Harpsichords, spinets, virginals, clavichords, fortepianos, claviorgans
Our instruments – harpsichords, spinets, virginals, clavichords, fortepianos, claviorgans – are exact copies of historical instruments from museums or private collections, chosen as the most representative examples of the various schools of instruments making.
Every instrument is individually hand-made using historical techniques of construction.
The quest for quality, with perfection as the ultimate and unattainable goal, is the guiding principle of all my work.
Every instrument is a unique creation whose craftsmanship is guaranteed to be authentic.
Our instruments are currently in Italy, Austria, Germany, Switzerland, Croatia, Spain, Russia, U.S.A., Azerbaijan, Lithuania, belonging to musical institutions and academies of music, concert artists, and teachers at conservatories and academies.
These instruments have been used for concerts and recordings by Gustav Leonhardt, Kenneth Gilbert, Ottavio Dantone, Jean Rondeau, Andrea Marcon, Luigi Ferdinando Tagliavini, Enrico Baiano, Michele Barchi, Jose Luis Gonzales Uriol, Andreas Staier, Christopher Hogwood, William Christie, Jean Francois Malgoire, Jordi Savall, Frans Bruggen, Anner Bylsma, Fabio Biondi, Emma Kirkby, Claudio Abbado
The woods used are of only the finest quality and of european provenance.
The strings used for all the instruments are made from alloys determined by metallurgical analysis, and they give to our instruments an exceptionally full and sonorous tone.
All action parts are made by hand in the workshop: Keyboards in Spruce or Lime, Registers in Beech, Jacks in service.
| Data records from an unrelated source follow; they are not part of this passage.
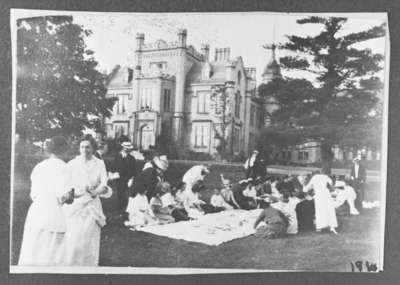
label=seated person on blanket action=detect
[221,174,240,209]
[171,181,186,209]
[183,181,206,219]
[185,181,223,213]
[150,182,175,225]
[271,190,298,235]
[254,197,288,239]
[150,182,189,224]
[331,180,360,215]
[125,184,158,229]
[270,177,282,199]
[210,189,233,212]
[232,179,257,210]
[160,183,189,222]
[296,192,315,232]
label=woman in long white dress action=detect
[304,169,338,234]
[66,135,112,266]
[18,136,73,266]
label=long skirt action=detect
[254,222,287,239]
[18,223,66,266]
[65,198,105,266]
[314,189,338,230]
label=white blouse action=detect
[68,155,112,201]
[27,156,71,232]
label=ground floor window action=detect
[113,122,129,138]
[192,122,210,148]
[233,128,240,153]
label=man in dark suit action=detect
[350,157,367,206]
[244,150,267,180]
[112,141,137,212]
[130,156,168,202]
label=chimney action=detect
[178,29,187,47]
[215,48,230,61]
[136,33,144,50]
[224,48,231,61]
[201,44,210,61]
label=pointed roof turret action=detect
[262,43,282,83]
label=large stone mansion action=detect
[105,30,379,163]
[105,30,271,155]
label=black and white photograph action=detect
[10,9,390,274]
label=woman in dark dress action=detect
[232,180,257,210]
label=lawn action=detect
[11,161,381,271]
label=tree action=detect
[16,16,115,141]
[259,17,385,169]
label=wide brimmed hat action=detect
[121,141,133,149]
[335,180,346,188]
[153,155,169,171]
[263,194,276,203]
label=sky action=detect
[11,10,386,82]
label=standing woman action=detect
[304,169,338,234]
[66,135,112,266]
[18,136,73,266]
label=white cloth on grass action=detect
[210,194,226,207]
[126,194,155,227]
[271,197,299,234]
[18,156,70,266]
[304,174,338,229]
[140,209,261,245]
[182,165,206,195]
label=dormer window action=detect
[201,62,212,80]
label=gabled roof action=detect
[187,57,245,84]
[106,65,133,88]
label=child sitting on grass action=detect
[210,189,233,213]
[124,188,158,230]
[150,182,175,225]
[220,174,240,209]
[254,197,288,239]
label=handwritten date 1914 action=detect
[350,260,378,272]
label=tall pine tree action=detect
[16,16,114,141]
[259,17,385,169]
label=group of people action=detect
[18,136,112,266]
[19,135,365,266]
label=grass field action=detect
[11,161,381,271]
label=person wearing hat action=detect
[350,156,367,206]
[254,196,289,239]
[182,164,211,199]
[333,180,360,216]
[295,192,315,232]
[130,155,169,201]
[244,150,267,179]
[232,179,257,210]
[112,141,137,212]
[220,174,240,209]
[18,136,74,266]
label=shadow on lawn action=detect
[11,160,380,271]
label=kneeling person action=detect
[254,195,288,239]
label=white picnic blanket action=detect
[140,209,261,245]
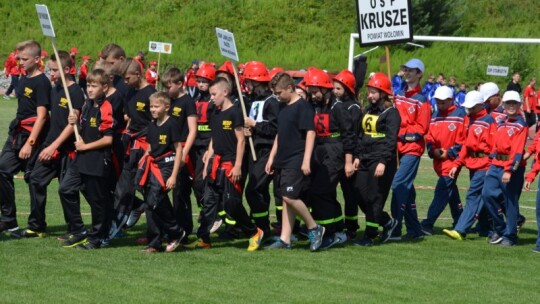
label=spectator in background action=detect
[523,77,540,128]
[506,72,521,94]
[392,68,404,94]
[454,82,467,108]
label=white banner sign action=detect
[36,4,56,38]
[486,65,508,77]
[216,27,240,61]
[148,41,172,54]
[356,0,413,47]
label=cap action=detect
[433,86,454,100]
[462,91,484,109]
[503,91,521,103]
[401,58,424,73]
[480,82,499,102]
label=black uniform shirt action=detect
[169,94,197,142]
[76,99,113,177]
[274,98,315,169]
[16,74,51,120]
[210,106,244,162]
[126,85,156,133]
[146,117,180,157]
[44,83,84,151]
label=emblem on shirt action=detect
[223,120,232,130]
[172,107,182,116]
[159,134,167,145]
[58,97,67,109]
[506,128,514,136]
[474,127,482,135]
[24,87,34,98]
[135,101,146,112]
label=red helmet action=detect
[367,72,394,95]
[216,60,234,75]
[195,63,216,81]
[304,68,334,89]
[296,79,307,92]
[244,61,272,82]
[334,70,356,95]
[268,67,285,80]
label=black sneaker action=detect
[381,219,398,243]
[353,237,375,247]
[0,221,19,233]
[499,237,516,247]
[75,242,101,250]
[62,231,86,248]
[10,228,47,239]
[488,232,503,245]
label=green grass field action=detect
[0,100,540,303]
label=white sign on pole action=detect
[36,4,56,38]
[486,65,508,77]
[216,27,240,61]
[356,0,413,47]
[148,41,172,54]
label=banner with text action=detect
[356,0,413,47]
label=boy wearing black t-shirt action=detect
[0,40,51,233]
[12,51,84,238]
[160,68,197,235]
[58,69,114,249]
[191,77,264,251]
[265,73,324,251]
[135,92,186,253]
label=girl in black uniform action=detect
[354,73,401,246]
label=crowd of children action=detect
[0,40,540,253]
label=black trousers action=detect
[144,163,182,250]
[354,159,397,238]
[0,134,37,224]
[308,142,344,235]
[339,173,360,232]
[173,166,193,235]
[28,152,73,231]
[245,147,272,235]
[58,163,112,244]
[197,169,257,242]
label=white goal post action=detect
[348,33,540,72]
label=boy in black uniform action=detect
[244,61,279,236]
[161,68,197,235]
[109,58,156,239]
[304,68,356,249]
[58,69,114,249]
[13,51,84,238]
[192,77,264,251]
[135,92,186,252]
[265,73,325,251]
[0,40,51,233]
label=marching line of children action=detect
[0,41,540,252]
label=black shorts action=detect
[277,169,309,199]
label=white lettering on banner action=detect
[356,0,413,46]
[216,27,240,61]
[36,4,56,38]
[486,65,509,77]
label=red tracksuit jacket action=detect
[454,109,497,170]
[426,105,466,176]
[395,85,431,156]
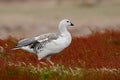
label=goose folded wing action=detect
[15,33,58,48]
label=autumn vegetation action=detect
[0,30,120,80]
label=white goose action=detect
[13,19,74,60]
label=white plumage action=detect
[13,19,74,60]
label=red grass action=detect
[0,31,120,80]
[0,31,120,68]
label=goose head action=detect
[59,19,74,27]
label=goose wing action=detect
[15,33,59,48]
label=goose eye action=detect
[67,21,69,23]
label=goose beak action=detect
[70,23,74,26]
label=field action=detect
[0,30,120,80]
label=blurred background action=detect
[0,0,120,38]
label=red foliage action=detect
[0,31,120,68]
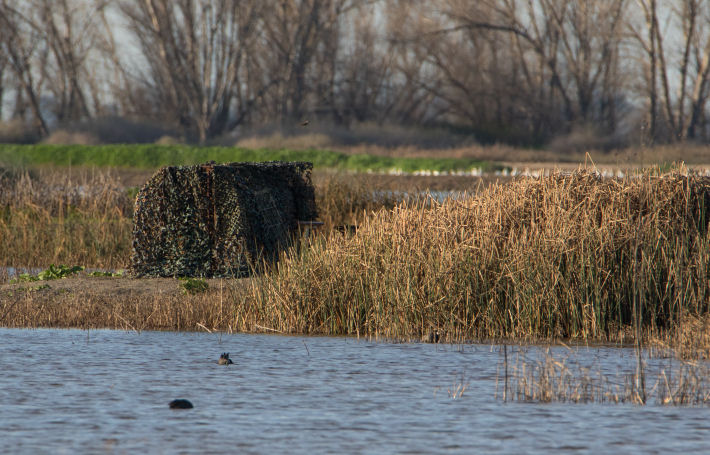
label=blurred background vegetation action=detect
[0,0,710,157]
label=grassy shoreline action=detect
[0,168,710,348]
[0,144,494,172]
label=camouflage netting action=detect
[130,161,317,277]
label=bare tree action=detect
[121,0,261,142]
[629,0,710,140]
[0,0,49,135]
[32,0,107,123]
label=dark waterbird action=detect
[426,329,441,343]
[217,352,234,365]
[170,399,193,409]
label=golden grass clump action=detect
[496,349,710,406]
[243,168,710,340]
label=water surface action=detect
[0,329,710,454]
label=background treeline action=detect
[0,0,710,148]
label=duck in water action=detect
[426,329,441,343]
[170,399,193,409]
[217,352,234,365]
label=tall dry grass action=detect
[496,347,710,406]
[245,168,710,340]
[0,170,133,268]
[0,168,401,270]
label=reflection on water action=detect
[0,329,710,453]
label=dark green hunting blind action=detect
[130,161,317,277]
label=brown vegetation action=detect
[0,0,710,146]
[0,168,710,351]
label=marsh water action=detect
[0,329,710,454]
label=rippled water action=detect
[0,329,710,454]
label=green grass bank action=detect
[0,144,494,172]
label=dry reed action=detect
[242,168,710,340]
[496,348,710,406]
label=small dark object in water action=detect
[428,329,440,343]
[335,224,358,234]
[170,399,193,409]
[217,352,234,365]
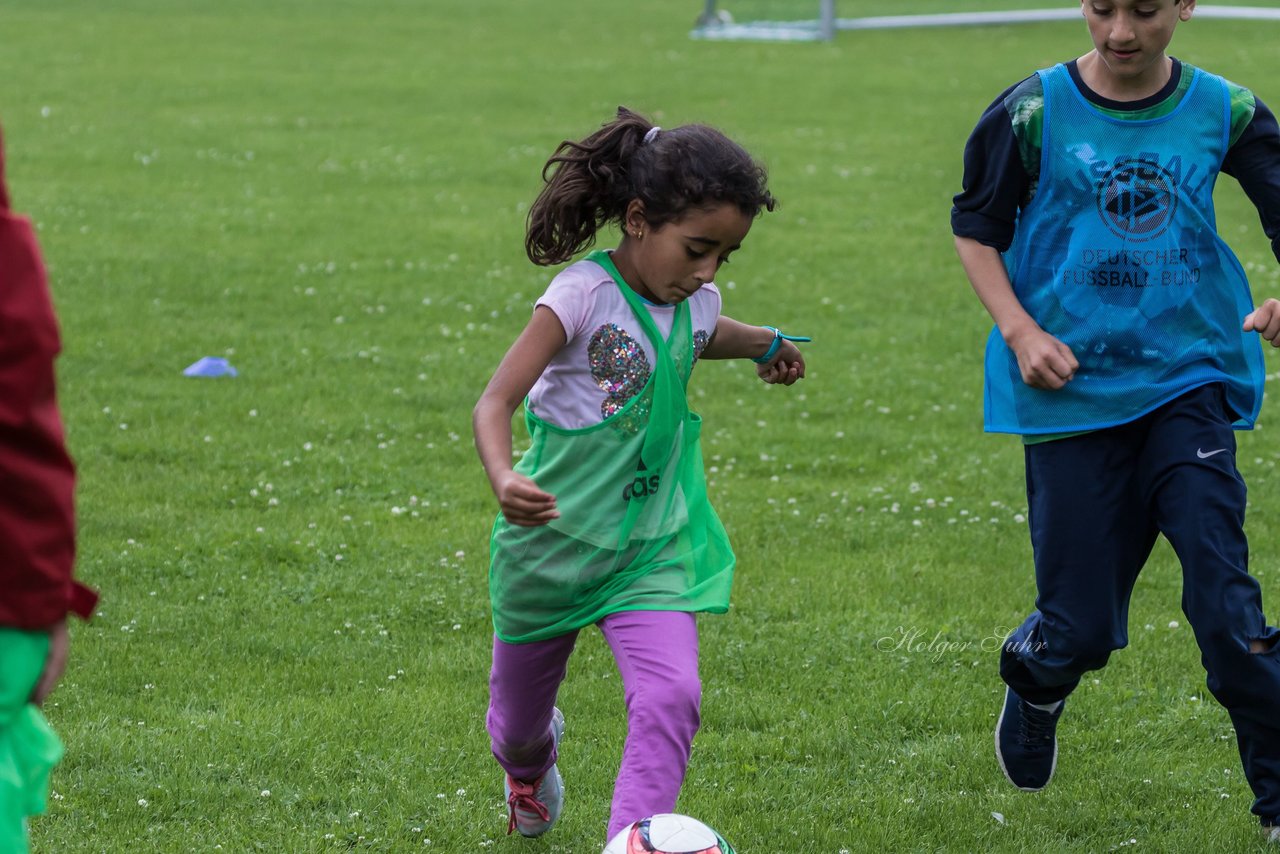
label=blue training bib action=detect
[983,65,1265,435]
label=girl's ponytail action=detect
[525,106,653,265]
[525,106,776,265]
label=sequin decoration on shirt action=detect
[586,323,652,419]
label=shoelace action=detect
[507,777,552,836]
[1018,702,1055,748]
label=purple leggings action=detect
[488,611,701,839]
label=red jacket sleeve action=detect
[0,130,97,629]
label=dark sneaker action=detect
[503,709,564,836]
[996,688,1066,791]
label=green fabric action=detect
[0,627,63,854]
[1005,63,1257,209]
[489,251,735,643]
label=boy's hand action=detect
[1005,326,1080,391]
[493,471,559,528]
[31,620,70,705]
[1244,300,1280,347]
[755,341,804,385]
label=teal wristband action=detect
[751,326,813,365]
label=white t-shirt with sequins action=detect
[529,253,721,430]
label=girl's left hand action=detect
[1244,298,1280,347]
[755,341,804,385]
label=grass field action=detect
[0,0,1280,854]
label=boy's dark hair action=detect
[525,106,777,265]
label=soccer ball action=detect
[602,813,733,854]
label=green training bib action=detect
[0,626,63,854]
[489,251,735,643]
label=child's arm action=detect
[471,306,566,526]
[956,237,1080,389]
[701,315,804,385]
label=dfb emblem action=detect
[1098,160,1178,241]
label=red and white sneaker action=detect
[502,709,564,836]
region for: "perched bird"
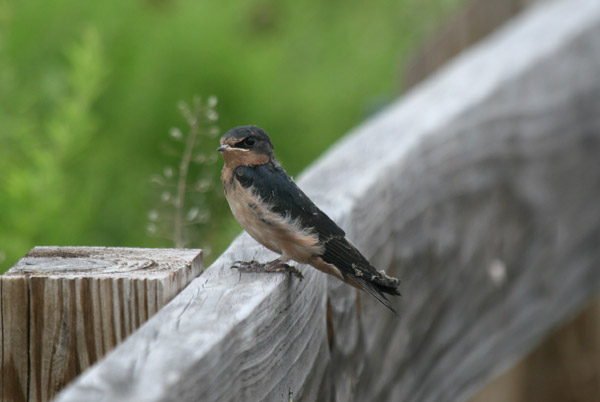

For Registers as well as for jacks we use regulating screws, that allow an easier maintenance of our instruments.
The Instruments are hand painted with Tempera, the guilding made with gold leaf.
Plectra are made with usually with black Delrin, that produces in touch a very similar effect to bird quills, but with a better resistance and durability. On Demand we can use white delrin or bird quills (crow, seagull), and Leather for the register “Peau de Buffle”.
The Heart of the Harpsichord, that is the Soundboard, is made in Red Spruce (Picea Excelsa) from Fiemme Valley (Val di Fiemme), choosen and taken directly there.
The final part of the work, which includes the voicing of the plectra and the regulation of the action is accomplished with not only technical competence, but with musical understanding as well; the touch and the tone of the instrument depend largely on this phase of the work.
Several times it has been my pleasure to find in William Horn instruments “Colleagues”, who served music beautyfully.
William Horn prepares his instruments with extraordinary devotion and skill, and I consider myself very lucky to have had the chance of acquiring his marvellous two-manual 1638 Ruckers. I have had it now almost ten years, and it ages splendidly.
I’d add that a keyboard made by William Horn has even more than its own intrinsic merits, for it also benefits from its maker’s lively interest in it. Whenever, in the past years, I have had to ask William about a technical aspect or other of the instrument, he has responded with the utmost helpfulness.
William Horn is the rarest of artisans, deeply dedicated to his craft, and his keyboards are of great and lasting beauty.
Daniel Roazen from Princeton, NJ (USA)
William Horn was born and grown up in Italy. The Horn Family originates from Southern Germany (near Memmingen), in the 19th century moved to Trieste (which belonged to Austria until 1918).
Since completing his own musical studies in organ and harpsichord, he has devoted himself to harpsichord building under the guidance of Grant O’ Brien (Russell Collection, Edinburgh).
As a performer, he has played concerts in Europe and in Asia, with broadcast and CD recordings (Ensemble Florilegium, Wien Barock, P&B Dusi).
Since 1988 he has been working mainly as a Harpsichord Maker, until 2012 in his workshop in Brescia, since 2013 in Bamberg (Germany).
He’s going on with his activity as Harpsichord builder.